The Vienna Ab initio Simulation Package and the Munich Spin-Polarized Relativistic Korringa-Kohn-Rostoker package use different approaches to calculate the ground state energy of a structure. Even without an ionic relaxation is still important to perform an electronic relaxation before we calculate some of its properties such as its exchange–correlation energies. Beyond that, we can compare the obtained results to the well known experimental properties of the crystalline structure. Variations of 1% from -10% to +10% of the experimental Keshavarz et al. volume and c/a were applied using SPR-KKR. The LDA functional (at the left) could not predict the ground state. Trying the GGA functional (at the right) we reach the conclusion that SPR-KKR may not be the best option to optimize the D0\(_{19}\) Fe\(_{2}\)MnGe structure
The same structural optimization was calculated using VASP, at left using the LDA functinal and at right using the GGA functional. Despite no energy local or absolute minimum was reached with SPR-KKR, VASP found the ground state energy to be (0.86,1.00) and (0.96,1.00) with LDA and GGA, respectively.
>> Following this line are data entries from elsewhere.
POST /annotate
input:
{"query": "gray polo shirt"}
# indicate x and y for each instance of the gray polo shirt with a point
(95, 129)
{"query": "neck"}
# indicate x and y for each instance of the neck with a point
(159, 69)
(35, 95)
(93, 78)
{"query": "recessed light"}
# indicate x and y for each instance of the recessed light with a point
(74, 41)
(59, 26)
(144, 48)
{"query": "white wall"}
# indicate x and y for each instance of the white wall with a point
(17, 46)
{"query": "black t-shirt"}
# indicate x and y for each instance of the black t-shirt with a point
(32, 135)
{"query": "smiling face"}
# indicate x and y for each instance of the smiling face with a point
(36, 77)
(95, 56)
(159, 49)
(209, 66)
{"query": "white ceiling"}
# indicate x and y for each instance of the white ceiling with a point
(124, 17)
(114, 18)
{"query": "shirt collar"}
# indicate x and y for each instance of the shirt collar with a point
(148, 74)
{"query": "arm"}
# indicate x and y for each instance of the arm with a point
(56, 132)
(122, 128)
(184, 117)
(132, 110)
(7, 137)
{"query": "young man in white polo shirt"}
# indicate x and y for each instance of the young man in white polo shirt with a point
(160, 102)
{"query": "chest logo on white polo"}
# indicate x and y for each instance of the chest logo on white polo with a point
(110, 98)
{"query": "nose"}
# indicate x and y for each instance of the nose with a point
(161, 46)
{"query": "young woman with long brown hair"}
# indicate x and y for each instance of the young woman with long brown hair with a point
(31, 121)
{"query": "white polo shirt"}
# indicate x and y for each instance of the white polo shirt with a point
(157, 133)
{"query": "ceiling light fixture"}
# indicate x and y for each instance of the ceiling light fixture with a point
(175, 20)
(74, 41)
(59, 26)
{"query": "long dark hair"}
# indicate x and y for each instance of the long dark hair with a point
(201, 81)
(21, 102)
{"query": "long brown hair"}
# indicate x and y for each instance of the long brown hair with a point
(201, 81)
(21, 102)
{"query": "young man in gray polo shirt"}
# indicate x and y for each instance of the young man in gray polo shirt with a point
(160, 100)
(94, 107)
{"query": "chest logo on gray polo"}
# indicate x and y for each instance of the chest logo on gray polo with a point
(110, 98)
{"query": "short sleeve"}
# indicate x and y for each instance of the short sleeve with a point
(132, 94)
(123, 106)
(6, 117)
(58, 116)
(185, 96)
While c/a is approximately equal to the experimental one reported by Keshavarz et al., the LDA preddicts the volume to be far away from it. GGA functional is coherent with the experimental values.
After all, the optimized volumes are V\(_{GGA}\)=96.1 Å\(^{3}\) and V\(_{LDA}\)=86.1 Å\(^{3}\) using VASP. We now can calculate othe properties which may be of our interest.